Fred also testified to the following:

Q. What did you and Joe talk about that night?

A. Different things really. He said things like getting me in the porno movies.

Q. Into what?

A. Porno movies.

Q. What did he say?

A. He said he could get me in them if I wanted to be in them.

Q. What was your response?

A. You know. I thought it was a good idea at first really but then he got into deeper things.

Q. What kind of deeper things?

A. Like porno movies with other guys and recruiting kids from my neighborhood.

Q. What was said about that?

A. He said he liked kids that didn't have pubic hair. You know, young kids.
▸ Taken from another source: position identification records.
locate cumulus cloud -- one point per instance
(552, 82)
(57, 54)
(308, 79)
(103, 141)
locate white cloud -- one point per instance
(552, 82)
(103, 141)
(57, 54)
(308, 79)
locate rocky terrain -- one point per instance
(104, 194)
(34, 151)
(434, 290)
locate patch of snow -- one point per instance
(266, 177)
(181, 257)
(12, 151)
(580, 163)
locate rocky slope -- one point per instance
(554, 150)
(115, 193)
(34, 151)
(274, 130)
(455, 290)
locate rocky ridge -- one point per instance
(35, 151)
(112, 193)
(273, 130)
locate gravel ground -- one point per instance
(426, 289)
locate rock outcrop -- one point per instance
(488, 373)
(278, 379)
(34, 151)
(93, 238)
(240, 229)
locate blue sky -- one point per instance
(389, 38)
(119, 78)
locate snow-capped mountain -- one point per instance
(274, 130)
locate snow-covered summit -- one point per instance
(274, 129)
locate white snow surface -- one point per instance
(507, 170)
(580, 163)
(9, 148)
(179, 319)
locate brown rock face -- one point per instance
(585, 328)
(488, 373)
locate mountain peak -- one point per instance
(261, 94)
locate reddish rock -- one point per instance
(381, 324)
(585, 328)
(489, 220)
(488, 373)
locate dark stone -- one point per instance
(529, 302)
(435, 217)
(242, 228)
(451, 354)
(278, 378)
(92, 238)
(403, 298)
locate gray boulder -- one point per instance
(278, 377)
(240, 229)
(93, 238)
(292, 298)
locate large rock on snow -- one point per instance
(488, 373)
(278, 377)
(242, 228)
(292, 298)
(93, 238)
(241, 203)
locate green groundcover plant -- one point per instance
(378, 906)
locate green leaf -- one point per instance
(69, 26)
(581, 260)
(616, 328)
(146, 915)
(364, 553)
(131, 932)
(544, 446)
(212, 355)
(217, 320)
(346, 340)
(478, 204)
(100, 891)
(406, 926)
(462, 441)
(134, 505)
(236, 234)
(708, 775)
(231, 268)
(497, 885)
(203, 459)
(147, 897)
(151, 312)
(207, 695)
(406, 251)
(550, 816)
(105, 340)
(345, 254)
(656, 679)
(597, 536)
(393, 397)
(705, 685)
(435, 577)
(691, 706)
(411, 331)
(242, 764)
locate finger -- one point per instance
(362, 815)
The second additional incident presented at trial involved Alan and his brother, Ted, a thirteen year old. Alan, his brother, and another 13 year old boy named Tom allegedly went to the defendant's home to do some odd jobs. Alan and Ted both testified that the defendant offered them alcoholic beverages, and that all three of the boys became intoxicated. Tom and Ted allegedly became physically ill. Alan testified that the defendant asked Tom to come back into the bedroom with him. A little later, Alan and Ted claim that they witnessed Tom performing fellatio on the defendant, while the defendant held the boy's head with his hands. Tom was said to have no pants on at the time. For his part, Tom remembers nothing about that night, except that he was drinking heavily.

The defendant presented several witnesses to support an alibi defense, as the incident was alleged to have been committed on or about February 14, 1988. The defendant's witnesses accounted for the defendant's whereabouts for most of the fourteenth.

LAW/ANALYSIS

The majority finds as a fact that, after jury selection, "the solicitor confirmed...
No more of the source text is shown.